Establish the Conversation
Simply state that honesty is important to you, and that your partner's pleasure truly matters. And ask the right questions. For example:
 • What do you like?
 • What don't you like?
 • Are there certain things that I do that you like more than others? And why?
 • Are there certain things you don't enjoy doing to me?
 • Is there something we have not yet tried that you are interested in?

Discover How to Pleasure Her

When you are able to speak truthfully about your likes and dislikes, you will start to discover how to pleasure her. Even if the orgasm doesn't come immediately, she will feel liberated from the pretense, and from lying. She doesn't have to keep it up anymore. That in itself makes her feel safer, more trusting and more open to exploring her sexuality.

Shift the focus: there is a whole person, not just genitals.
Practice giving and receiving touch in less obvious parts of the body.
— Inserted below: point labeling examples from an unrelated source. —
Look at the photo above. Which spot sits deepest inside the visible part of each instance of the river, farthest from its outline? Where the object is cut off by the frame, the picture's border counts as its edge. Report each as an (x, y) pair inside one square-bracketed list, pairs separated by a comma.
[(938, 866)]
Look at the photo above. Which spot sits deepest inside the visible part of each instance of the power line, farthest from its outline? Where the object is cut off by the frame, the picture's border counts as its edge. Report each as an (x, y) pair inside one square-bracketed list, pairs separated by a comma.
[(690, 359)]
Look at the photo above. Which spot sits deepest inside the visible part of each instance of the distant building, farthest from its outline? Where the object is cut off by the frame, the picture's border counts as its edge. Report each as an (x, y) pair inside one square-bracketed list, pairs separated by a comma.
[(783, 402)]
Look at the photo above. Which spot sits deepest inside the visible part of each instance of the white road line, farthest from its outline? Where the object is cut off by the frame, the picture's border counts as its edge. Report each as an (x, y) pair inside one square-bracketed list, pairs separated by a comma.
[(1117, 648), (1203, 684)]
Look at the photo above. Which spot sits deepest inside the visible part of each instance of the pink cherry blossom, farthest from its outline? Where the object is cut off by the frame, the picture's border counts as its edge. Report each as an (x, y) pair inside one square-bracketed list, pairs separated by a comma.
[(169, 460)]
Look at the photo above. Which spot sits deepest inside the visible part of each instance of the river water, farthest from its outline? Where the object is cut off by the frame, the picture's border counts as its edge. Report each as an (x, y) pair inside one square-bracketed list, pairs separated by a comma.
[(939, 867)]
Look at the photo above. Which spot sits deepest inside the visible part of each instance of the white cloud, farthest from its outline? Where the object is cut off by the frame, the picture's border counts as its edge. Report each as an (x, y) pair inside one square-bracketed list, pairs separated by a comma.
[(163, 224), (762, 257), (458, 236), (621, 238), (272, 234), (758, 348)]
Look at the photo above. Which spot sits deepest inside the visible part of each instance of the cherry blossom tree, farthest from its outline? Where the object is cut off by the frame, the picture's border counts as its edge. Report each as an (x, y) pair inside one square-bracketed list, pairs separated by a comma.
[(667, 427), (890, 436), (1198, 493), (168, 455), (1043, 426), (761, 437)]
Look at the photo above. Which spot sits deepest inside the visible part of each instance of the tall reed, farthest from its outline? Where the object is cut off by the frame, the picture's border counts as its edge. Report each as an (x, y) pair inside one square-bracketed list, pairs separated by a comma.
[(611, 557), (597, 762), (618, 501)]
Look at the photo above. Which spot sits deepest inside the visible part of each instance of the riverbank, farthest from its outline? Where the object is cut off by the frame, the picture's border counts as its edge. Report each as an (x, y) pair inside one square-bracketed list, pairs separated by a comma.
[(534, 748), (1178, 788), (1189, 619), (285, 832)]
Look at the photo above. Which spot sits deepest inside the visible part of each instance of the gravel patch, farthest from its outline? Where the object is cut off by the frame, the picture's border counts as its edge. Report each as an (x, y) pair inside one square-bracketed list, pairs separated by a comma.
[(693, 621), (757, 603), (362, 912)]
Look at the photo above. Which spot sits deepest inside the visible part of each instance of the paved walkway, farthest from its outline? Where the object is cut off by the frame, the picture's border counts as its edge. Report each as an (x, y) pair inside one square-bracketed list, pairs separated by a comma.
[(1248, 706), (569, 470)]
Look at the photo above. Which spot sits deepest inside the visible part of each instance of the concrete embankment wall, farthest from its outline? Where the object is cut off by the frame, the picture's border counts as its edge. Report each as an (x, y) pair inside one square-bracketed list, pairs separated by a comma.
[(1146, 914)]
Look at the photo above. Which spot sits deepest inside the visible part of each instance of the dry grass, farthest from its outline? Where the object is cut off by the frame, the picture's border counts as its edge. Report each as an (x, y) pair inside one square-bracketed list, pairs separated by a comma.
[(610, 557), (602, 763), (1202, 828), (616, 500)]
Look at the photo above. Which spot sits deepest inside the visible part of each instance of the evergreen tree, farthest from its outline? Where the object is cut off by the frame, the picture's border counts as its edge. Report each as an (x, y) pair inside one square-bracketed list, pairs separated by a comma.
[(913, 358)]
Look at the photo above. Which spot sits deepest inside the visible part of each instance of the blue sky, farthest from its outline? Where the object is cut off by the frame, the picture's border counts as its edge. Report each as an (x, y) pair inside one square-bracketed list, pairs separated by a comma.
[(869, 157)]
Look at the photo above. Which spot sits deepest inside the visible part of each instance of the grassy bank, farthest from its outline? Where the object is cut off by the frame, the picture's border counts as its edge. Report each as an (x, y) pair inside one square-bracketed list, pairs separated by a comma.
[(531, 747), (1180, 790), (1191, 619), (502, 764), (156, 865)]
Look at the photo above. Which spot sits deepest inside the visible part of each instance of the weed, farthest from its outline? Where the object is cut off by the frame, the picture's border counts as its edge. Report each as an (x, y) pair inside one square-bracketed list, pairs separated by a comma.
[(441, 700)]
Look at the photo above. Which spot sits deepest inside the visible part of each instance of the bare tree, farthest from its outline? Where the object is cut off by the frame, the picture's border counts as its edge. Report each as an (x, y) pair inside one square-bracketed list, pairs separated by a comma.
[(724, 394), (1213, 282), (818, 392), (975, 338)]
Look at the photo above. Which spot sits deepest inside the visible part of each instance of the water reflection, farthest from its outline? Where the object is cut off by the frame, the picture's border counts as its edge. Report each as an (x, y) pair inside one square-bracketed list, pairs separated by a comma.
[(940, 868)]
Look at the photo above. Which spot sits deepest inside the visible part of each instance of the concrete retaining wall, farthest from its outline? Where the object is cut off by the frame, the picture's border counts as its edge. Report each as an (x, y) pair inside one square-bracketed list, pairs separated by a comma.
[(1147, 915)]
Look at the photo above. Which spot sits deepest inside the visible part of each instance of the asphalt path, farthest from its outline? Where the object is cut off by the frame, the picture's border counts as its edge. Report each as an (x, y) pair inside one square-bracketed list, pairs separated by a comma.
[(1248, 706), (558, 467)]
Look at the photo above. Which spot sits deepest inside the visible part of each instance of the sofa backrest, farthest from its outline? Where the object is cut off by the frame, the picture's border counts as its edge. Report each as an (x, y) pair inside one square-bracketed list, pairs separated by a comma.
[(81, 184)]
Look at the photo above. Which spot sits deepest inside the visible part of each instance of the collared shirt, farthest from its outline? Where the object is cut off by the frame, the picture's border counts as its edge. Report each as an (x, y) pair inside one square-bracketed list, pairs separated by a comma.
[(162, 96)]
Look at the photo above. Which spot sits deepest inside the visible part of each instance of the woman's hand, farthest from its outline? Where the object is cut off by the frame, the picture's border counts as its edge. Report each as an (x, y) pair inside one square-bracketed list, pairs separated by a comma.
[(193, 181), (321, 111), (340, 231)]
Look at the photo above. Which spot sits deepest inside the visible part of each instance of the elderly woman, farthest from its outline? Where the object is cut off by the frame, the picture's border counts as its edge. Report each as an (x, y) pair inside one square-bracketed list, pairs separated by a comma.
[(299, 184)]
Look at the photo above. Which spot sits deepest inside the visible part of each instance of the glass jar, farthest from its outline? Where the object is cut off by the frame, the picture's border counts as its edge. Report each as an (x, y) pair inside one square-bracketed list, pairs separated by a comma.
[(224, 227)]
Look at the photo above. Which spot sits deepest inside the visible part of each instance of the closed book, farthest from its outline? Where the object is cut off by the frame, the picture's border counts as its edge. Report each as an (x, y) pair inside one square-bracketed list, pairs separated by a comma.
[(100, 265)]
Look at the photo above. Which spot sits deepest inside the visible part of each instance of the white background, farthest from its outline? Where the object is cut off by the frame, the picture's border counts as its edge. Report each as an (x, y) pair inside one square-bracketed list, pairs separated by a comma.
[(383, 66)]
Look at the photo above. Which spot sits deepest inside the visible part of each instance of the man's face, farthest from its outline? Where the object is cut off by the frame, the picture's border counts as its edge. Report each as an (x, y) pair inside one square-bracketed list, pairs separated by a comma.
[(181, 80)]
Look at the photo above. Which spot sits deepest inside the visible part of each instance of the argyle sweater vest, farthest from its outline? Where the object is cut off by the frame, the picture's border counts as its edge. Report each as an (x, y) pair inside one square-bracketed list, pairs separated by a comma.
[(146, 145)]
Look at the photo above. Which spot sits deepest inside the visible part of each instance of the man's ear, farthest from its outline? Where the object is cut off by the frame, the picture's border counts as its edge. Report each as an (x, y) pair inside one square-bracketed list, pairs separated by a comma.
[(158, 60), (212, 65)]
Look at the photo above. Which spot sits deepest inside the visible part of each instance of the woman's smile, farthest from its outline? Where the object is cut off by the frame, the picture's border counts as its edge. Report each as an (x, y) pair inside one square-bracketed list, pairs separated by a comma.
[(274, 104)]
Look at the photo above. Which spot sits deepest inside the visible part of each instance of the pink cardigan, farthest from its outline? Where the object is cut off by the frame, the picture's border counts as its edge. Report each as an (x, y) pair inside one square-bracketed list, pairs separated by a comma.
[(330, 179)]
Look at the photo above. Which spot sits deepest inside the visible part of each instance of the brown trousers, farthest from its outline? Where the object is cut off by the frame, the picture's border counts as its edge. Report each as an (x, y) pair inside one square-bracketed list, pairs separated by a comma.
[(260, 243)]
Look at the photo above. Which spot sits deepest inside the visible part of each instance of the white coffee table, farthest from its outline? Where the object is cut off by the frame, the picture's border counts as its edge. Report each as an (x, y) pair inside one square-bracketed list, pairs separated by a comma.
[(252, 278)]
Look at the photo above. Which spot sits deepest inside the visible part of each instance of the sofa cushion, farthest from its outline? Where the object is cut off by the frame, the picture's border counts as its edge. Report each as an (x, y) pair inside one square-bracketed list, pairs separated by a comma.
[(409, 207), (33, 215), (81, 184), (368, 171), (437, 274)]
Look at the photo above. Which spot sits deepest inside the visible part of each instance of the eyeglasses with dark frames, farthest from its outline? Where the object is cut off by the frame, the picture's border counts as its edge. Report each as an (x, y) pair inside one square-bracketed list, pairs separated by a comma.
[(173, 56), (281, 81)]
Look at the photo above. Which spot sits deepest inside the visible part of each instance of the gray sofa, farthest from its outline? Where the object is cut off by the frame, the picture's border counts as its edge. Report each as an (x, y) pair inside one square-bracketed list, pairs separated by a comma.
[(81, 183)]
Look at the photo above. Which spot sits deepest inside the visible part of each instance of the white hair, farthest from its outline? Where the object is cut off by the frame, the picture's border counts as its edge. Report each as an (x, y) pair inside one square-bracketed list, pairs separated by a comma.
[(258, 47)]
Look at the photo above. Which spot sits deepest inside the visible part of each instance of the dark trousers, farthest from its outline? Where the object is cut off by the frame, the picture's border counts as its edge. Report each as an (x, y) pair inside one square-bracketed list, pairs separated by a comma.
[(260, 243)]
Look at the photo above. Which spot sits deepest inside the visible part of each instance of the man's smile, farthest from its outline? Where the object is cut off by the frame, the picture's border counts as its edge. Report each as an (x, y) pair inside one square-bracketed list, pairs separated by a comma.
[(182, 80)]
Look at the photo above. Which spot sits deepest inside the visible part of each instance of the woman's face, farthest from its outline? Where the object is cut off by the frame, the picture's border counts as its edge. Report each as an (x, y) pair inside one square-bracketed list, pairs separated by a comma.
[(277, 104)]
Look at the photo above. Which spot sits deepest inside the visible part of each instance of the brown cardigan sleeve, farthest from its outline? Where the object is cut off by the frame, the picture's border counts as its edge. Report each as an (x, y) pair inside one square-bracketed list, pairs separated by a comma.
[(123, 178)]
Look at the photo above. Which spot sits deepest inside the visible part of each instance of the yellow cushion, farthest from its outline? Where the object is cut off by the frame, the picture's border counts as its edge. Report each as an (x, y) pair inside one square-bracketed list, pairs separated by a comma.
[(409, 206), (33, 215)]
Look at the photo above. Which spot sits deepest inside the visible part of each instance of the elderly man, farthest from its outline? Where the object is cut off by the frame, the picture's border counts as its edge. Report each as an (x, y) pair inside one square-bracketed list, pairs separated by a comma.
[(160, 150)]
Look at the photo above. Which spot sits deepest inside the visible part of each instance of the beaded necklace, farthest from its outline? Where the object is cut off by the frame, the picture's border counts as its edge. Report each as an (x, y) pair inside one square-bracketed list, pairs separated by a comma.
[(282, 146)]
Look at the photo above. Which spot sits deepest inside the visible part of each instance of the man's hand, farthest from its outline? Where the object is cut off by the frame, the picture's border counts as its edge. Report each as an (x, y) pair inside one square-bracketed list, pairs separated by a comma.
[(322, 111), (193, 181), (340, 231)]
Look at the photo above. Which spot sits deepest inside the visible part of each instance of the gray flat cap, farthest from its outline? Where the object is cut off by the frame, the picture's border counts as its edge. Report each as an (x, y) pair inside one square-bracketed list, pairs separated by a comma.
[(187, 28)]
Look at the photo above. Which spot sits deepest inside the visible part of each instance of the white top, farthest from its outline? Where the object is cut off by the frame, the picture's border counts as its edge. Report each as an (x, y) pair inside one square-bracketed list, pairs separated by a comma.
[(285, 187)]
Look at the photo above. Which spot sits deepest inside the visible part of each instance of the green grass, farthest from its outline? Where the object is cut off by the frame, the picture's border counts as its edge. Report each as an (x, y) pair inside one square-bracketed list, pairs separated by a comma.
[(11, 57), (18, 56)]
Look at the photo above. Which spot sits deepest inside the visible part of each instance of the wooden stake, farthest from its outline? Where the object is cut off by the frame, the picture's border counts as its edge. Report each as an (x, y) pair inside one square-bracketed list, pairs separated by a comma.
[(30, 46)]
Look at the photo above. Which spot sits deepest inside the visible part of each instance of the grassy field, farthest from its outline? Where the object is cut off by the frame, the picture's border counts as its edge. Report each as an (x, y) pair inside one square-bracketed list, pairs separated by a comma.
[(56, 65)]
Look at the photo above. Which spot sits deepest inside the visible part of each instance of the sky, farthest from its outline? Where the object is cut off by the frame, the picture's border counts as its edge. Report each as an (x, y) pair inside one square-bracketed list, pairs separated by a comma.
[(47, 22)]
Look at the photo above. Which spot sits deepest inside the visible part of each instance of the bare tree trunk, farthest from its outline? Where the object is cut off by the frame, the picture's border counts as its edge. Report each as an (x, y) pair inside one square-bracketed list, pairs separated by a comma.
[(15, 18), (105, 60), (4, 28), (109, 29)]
For example, caress the neck, arms, back of the knees or curve of the spine. The clitoris is just the tip of the volcano; women have a largely unknown network of structures responsible for arousal and orgasm. All the body parts you’ll never see focused on in porn. You can also play with energetic touch, by touching me without touching me. Let your hand just hover over the other's body. Lastly, try having the slowest sex you've ever had. No matter how slow you think you are, you could probably still go slower. The point being, you are not aiming for any outcome, you are simply exploring each other’s bodies. "Pleasure is the measure" says Emily Nagoski in the highly recommended book Come as You Are.

Feedback is Essential

Give active feedback.
Make sure he understands that you need time to become aroused or to climax and you don't want to be worrying that it's taking too long or that he's getting bored. Most men, once they know, and see the pleasure you experience, are more than motivated to do it again.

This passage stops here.